Emergency planning in Wales is carried out in line with the Civil Contingencies Act 2004 however as a result of devolution it is managed with its own ‘welsh flavour.’ For instance there are unique bodies operating in Wales like The Joint Emergency Services Group (JESG) and there is involvement from The Welsh Government.

Wales Resilience Forum
The Wales Resilience Forum is the highest level of emergency planning in Wales. It meets three times a year and is chaired by the First Minister.

Regional Local Resilience Forums

There are four Local Resilience Forums (LRF) in Wales, based on the areas of the four Welsh Police Areas:
Dyfed Powys Local Resilience Forum (Dyfed Powys LRF or DPLRF)
Gwent Local Resilience Forum (Gwent LRF or GLRF)
North Wales Local Resilience Forum (North Wales LRF or NWLRF)
South Wales Local Resilience Forum (South Wales LRF or SWLRF)
Each LRF includes the regional emergency services, the principal councils, and local health boards, a number of other government agencies that have responsibilities in the region, such as Public Health Wales and the Health and Safety Executive, and also transport agencies, utility companies, and the military.

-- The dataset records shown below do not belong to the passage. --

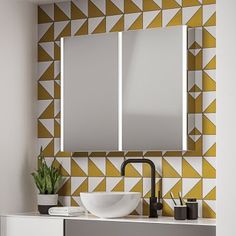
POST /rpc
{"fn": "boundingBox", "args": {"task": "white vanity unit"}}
[1,213,216,236]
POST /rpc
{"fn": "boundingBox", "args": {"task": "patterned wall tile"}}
[38,0,216,218]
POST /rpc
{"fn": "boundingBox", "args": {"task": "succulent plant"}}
[32,147,62,194]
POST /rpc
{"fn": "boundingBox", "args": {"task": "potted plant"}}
[32,147,62,214]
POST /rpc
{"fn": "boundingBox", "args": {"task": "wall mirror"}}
[61,26,188,152]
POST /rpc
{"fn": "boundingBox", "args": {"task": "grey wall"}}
[0,0,37,213]
[216,0,236,236]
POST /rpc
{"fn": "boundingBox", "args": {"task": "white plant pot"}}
[38,194,58,214]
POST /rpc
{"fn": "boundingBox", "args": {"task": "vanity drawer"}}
[65,220,216,236]
[0,216,64,236]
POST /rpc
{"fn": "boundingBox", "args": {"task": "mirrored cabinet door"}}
[122,26,187,150]
[61,33,118,152]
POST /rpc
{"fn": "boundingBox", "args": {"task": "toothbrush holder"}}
[174,205,187,220]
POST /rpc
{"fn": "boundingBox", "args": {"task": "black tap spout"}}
[121,159,156,197]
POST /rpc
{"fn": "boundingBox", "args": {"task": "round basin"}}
[80,192,141,218]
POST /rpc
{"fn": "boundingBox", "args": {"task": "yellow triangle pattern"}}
[37,0,216,218]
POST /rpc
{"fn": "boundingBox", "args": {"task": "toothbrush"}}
[170,192,177,206]
[179,192,184,206]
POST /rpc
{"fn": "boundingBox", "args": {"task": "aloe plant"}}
[32,147,62,194]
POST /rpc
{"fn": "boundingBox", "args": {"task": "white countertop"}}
[2,213,216,226]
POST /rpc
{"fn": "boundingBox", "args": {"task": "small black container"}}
[174,205,187,220]
[186,198,198,220]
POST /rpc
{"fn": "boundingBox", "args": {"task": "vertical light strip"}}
[182,25,188,150]
[60,38,64,152]
[118,32,122,151]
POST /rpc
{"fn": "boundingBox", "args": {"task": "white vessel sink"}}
[80,192,141,218]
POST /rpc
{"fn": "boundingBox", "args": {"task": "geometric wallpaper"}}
[38,0,216,218]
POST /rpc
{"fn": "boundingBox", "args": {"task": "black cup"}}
[174,205,187,220]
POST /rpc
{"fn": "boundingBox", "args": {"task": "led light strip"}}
[60,38,64,152]
[118,32,122,151]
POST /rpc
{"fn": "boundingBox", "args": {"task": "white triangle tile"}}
[175,0,182,6]
[204,113,216,124]
[45,157,54,167]
[40,119,54,135]
[54,21,70,39]
[164,157,182,175]
[39,80,54,97]
[58,196,71,206]
[106,177,123,192]
[90,0,106,14]
[125,177,141,192]
[164,199,175,210]
[188,28,195,48]
[38,23,53,40]
[106,15,123,32]
[204,70,216,81]
[204,26,216,38]
[88,17,104,34]
[202,48,216,68]
[204,157,216,169]
[184,157,202,175]
[135,199,143,215]
[162,8,181,27]
[189,135,201,142]
[203,4,216,24]
[132,0,143,10]
[55,2,71,18]
[195,27,202,46]
[204,200,216,212]
[71,19,86,35]
[89,157,106,175]
[37,100,53,117]
[88,177,104,192]
[202,135,216,154]
[111,0,124,12]
[162,178,180,196]
[195,70,202,89]
[144,157,162,175]
[189,48,201,56]
[153,0,162,8]
[203,179,216,197]
[56,157,71,175]
[143,177,161,196]
[39,4,54,20]
[39,42,54,58]
[72,157,88,175]
[130,163,143,175]
[107,157,124,171]
[72,196,85,206]
[38,61,53,79]
[125,13,142,30]
[72,0,88,16]
[71,177,86,194]
[202,92,216,111]
[182,178,201,196]
[183,6,201,24]
[143,11,161,29]
[189,92,201,99]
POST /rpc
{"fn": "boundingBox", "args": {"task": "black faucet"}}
[121,159,163,218]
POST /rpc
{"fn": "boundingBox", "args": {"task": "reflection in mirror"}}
[61,33,118,152]
[122,26,187,150]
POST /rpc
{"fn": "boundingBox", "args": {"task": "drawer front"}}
[65,220,216,236]
[0,216,64,236]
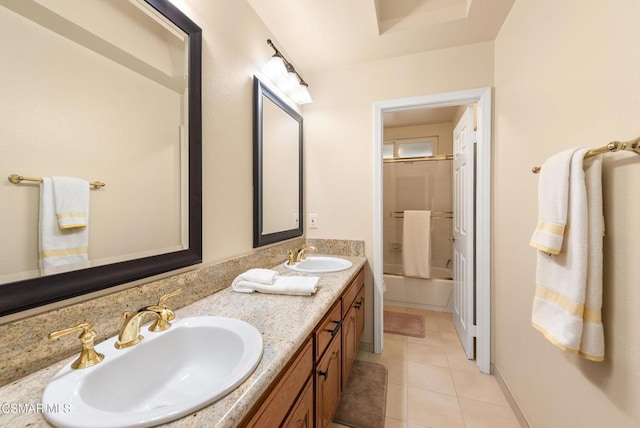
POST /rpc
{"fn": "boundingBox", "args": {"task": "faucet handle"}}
[49,322,104,369]
[149,288,182,332]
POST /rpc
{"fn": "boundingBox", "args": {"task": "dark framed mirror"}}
[0,0,202,316]
[253,76,303,248]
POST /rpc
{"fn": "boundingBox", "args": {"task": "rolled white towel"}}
[231,276,320,296]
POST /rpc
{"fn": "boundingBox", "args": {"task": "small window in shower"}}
[397,141,433,158]
[382,143,396,159]
[382,137,438,159]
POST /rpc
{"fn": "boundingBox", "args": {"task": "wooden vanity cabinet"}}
[342,271,364,389]
[282,377,315,428]
[240,270,364,428]
[241,338,314,428]
[315,328,342,428]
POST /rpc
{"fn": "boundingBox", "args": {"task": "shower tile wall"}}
[383,160,453,275]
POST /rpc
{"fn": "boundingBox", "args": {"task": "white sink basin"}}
[284,256,353,273]
[42,317,263,428]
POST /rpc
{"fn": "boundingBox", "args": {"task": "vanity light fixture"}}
[262,39,312,104]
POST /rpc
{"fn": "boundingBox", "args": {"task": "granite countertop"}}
[0,256,366,428]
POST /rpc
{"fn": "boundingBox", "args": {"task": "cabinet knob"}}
[325,320,342,337]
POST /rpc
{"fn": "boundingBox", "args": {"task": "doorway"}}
[373,88,491,373]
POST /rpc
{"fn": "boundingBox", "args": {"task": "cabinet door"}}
[342,306,358,389]
[282,379,313,428]
[315,335,342,428]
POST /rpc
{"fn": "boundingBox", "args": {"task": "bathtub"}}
[383,268,453,312]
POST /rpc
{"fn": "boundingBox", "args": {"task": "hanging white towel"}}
[532,148,604,361]
[51,177,89,229]
[39,177,89,274]
[529,147,578,254]
[231,270,320,296]
[402,211,431,278]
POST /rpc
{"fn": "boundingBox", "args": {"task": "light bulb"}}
[277,71,299,96]
[291,84,313,105]
[262,55,287,83]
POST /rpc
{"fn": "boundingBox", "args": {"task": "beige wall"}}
[173,0,286,263]
[304,42,494,342]
[493,0,640,427]
[0,0,298,320]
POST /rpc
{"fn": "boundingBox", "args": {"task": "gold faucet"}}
[49,322,104,369]
[114,289,182,349]
[287,244,318,265]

The LRFs were established in 2004, as a requirement of the Civil Contingencies Act 2004, and effectively replaced the regional organisations such as the Gwent Emergency Planning and Liaison Group and the South Wales Emergency Services Liaison Committee that had been operating since 1994.

Responsibilities

The Local Resilience Forums are responsible for assessing risks, planning responses, and recovery from a range of incidents that could have a major impact on their areas. Incidents are classified as hazards or threats. Hazards are non-malicious events and typically include:
Transport accidents
Severe weather
Flooding
Industrial accidents and environmental pollution
Human health risks
Animal health risks
Industrial technical failure
Threats are planned events, such as a terrorist attack, and typically include:
Attacks using explosives
Chemical, biological, radiological or nuclear threats
Electronic attacks affecting utilities and communications

Legislation

The Local Regional Forums have specific duties defined by the following legislation:
Civil Contingencies Act 2004
The Control of Major Accident Hazard Regulations 1999
The Pipeline Safety Regulations 1996
Radiation (Emergency Preparedness & Public Information) Regulations 2001

Summary and areas of the four Local Resilience Forums

In addition, a number of other government agencies are also partners of the four Welsh local resilience forums including:
British Transport Police
Maritime and Coastguard Agency
Public Health Wales
Natural Resources Wales
The Met Office
Health and Safety Executive
and also utility companies, transport agencies, and the military.